La storia dei Blues Brothers
Vanity Fair racconta come un film che rischiò di sbriciolarsi e costò 10 milioni di troppo divenne un successo leggendario
Il 20 giugno 1980 in circa 600 cinema americani (un terzo del numero consueto per simili uscite) fu proiettato per la prima volta il film The Blues Brothers, che avrebbe fatto i secondi incassi di quel weekend (dopo L’impero colpisce ancora, secondo film della serie di Guerre Stellari) e i decimi di tutto l’anno. Prima di diventare un film “di culto”, come si dice, e il più rappresentativo dell’epica e breve carriera cinematografica di John Belushi, l’attore protagonista che morì di overdose due anni dopo. Lo scorso numero del mensile americano Vanity Fair ha pubblicato una ricostruzione di Ned Zeman sulle vicissitudini della produzione del film, che proprio a causa dei guai con la cocaina di Belushi ebbe molti ritardi e rischiò di saltare in più occasioni (anni fa uscì anche un breve documentario, visibile in coda a questo articolo). Zeman racconta anche come nacquero “i Blues Brothers”, che – come sanno i fans – furono una vera band prima di diventare un film, e pubblicarono in tutto tre dischi: due dal vivo (uno prima e uno dopo il film) e la colonna sonora del film.

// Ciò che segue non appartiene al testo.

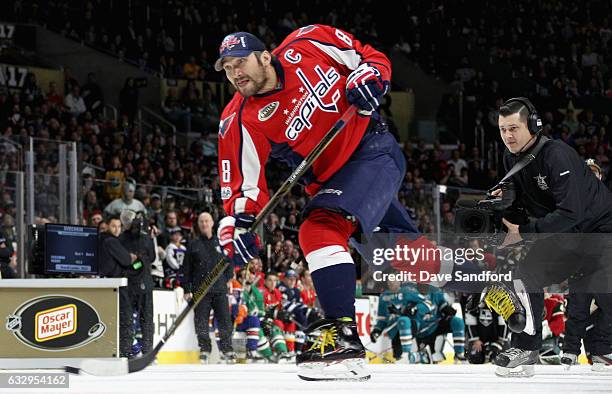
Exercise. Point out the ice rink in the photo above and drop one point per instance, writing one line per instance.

John Belushi e Dan Aykroyd, i due protagonisti del film, si erano conosciuti a Toronto nel 1973, nel locale di Dan Aykroyd: che è nato a Ottawa (oggi ha 60 anni) dove aveva coltivato da giovane una passione per la musica suonando in alcune band. Aykroyd aveva 20 anni, Belushi 24, ed erano entrati in contatto tramite un collettivo di comici che frequentavano entrambi e che si muoveva tra Toronto e Chicago, la città di Belushi, appassionato di rock anni Settanta. Aykroyd invece era tutto sul blues, racconta Zeman, e non poteva credere che uno di Chicago non condividesse la sua passione, così la loro amicizia diventò una specie di evangelizzazione, e un innamoramento di due caratteri opposti: Aykroyd meticoloso, cerebrale, maniacale, riflessivo, e Belushi estroverso, “un teenager troppo cresciuto”, disordinato, genio e sregolatezza. E rapidamente, fanatico del blues anche lui. Nel 1975 sia Belushi che Aykroyd entrarono nel cast di Saturday Night Live, popolare e riverita trasmissione comica della tv americana di cui Belushi diventò il maggiore protagonista, popolarissimo per una serie di sketch diventati poi leggendari: l’imitazione di Joe Cocker, il cuoco degli hamburger, il Padrino, il samurai. E a un certo punto i due provarono a farci entrare la loro musica: Aykroyd suonava l’armonica, Belushi un tempo aveva suonato la batteria e gli piaceva cantare. L’idea dei Blues Brothers fu di Aykroyd con la collaborazione di Howard Shore, un suo amico musicista di Toronto che poi comporrà decine di colonne sonore e vincerà tre Oscar per quelle del Signore degli Anelli. I due, con Belushi a fare da frontman e showman, cominciarono a suonare dal vivo in diversi locali, poi l’autore del SNL li fece provare fuori onda per il pubblico in studio, e infine concesse loro uno spazio in onda, ma in uno sketch vestiti da api.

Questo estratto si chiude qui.